Bu keşif gezisinden önce, en derin deniz omurgalı hayvanı görüntüsü, 2023’te bir Japon çukurunda 8.336 metrede filme alınan bir salyangoz balığıydı. 2023 salyangoz balığı keşfi hakkında daha fazla bilgi edinin.
Bu çığır açan gözlemler, saygın dergi Nature’da yayınlandı.
Deniz bilimcileri genellikle bu tür derinliklerde yaşam potansiyelini kabul etse de, denizaltının pencerelerinden görülen hayvan yaşamının bolluğu, görev bilimcileri tarafından “şaşırtıcı” olarak tanımlandı.
Bilimsel keşif gezisi, 5.800 ila 9.533 metre arasındaki derinliklerdeki çukurları keşfederek 2.500 km’den fazla bir alanı kapsadı.
Araştırmacılar, 10 km’yi aşan derinliklerde uzun süre çalışabilen Fendouzhe denizaltısını kullandılar.
Çin Bilimler Akademisi Derin Deniz Bilimi ve Mühendisliği Enstitüsü’nden araştırmacılar tarafından yönetilen ekip, organizmaların “gelişen toplulukları” olarak nitelendirdikleri şeyi keşfetti.

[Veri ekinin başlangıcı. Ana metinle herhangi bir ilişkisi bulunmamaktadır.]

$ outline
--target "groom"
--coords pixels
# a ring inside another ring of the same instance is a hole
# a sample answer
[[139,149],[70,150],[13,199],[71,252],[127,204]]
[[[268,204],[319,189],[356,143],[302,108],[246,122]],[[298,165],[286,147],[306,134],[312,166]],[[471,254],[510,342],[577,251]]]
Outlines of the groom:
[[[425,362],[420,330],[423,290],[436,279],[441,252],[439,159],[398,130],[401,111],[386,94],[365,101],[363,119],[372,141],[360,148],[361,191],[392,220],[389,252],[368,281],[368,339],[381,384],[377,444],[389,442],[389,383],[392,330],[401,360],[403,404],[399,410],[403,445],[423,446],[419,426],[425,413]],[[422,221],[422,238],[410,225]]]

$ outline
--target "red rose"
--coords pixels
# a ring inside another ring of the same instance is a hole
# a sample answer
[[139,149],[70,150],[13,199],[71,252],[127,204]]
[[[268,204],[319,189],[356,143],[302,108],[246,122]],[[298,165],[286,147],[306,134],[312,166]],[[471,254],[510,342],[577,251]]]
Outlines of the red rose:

Baş araştırmacı Dr. Xiaotong Peng, BBC News’e “Özellikle bir derin deniz bilimcisi için, insanların keşfetmediği bir yere gitmek heyecan verici” dedi. “Yeni şeyler keşfetmek için harika bir fırsat. Ve gördüklerimiz oldukça şaşırtıcıydı.”
Keşif gezisi, çok çeşitli tüp solucanı ve yumuşakça türlerinin hakim olduğu, sürekli karanlıkta ve muazzam basınç altında gelişen geniş deniz yaşamı alanlarını belgeledi.
Güneş ışığı eksikliğinde, bu derinliklerdeki yaşam, okyanus tabanından sızan kimyasallara, özellikle de Dünya’nın kabuğundaki faylardan salınan hidrojen sülfür ve metana dayanır.
Bilim adamları, daha önce bilinmeyen türleri kaydettiklerini ve gelecekteki çalışmalarda bu “kemosentetik” yaratıkların kimyasalları nasıl enerjiye dönüştürdüğünü araştırmayı planladıklarını bildirdi.
Çin Derin Deniz Bilimi ve Mühendisliği Enstitüsü’nden Dr. Megran Du da “Ayrıca süper yüksek basınçta yaşama uyum sağlamak için bir numaraları olmalı” diye ekledi. “Bu, cevaplamamız gereken başka bir soru.”
Bulgular, aşırı derinliklerdeki ve basınçlardaki yaşamın sınırlarına ilişkin “uzun süredir devam eden varsayımlara” meydan okuyarak, bu hayvan topluluklarının izole olaylardan ziyade yaygın olduğunu öne sürüyor.
İskoç Deniz Bilimi Derneği’nden kıdemli bilim adamı Prof. Andrew Sweetman, BBC News’e keşfin, okyanusun en derin kısımlarında metanla çalışan tüm “ekosistemlerin var olabileceğini” gösterdiğini söyledi.
Bu kadar aşırı, karanlık derinliklere inme deneyimini düşünen Dr. Du, bakış açısını paylaştı.
Dr. Du BBC News’e şunları söyledi: “Bazı insanlar bunu korkutucu bulabilir, ancak ben her zaman öğrencilerimi cesaretlendiriyorum – denizin dibindeki pencereden bakın” dedi. “İlham alacaksınız.”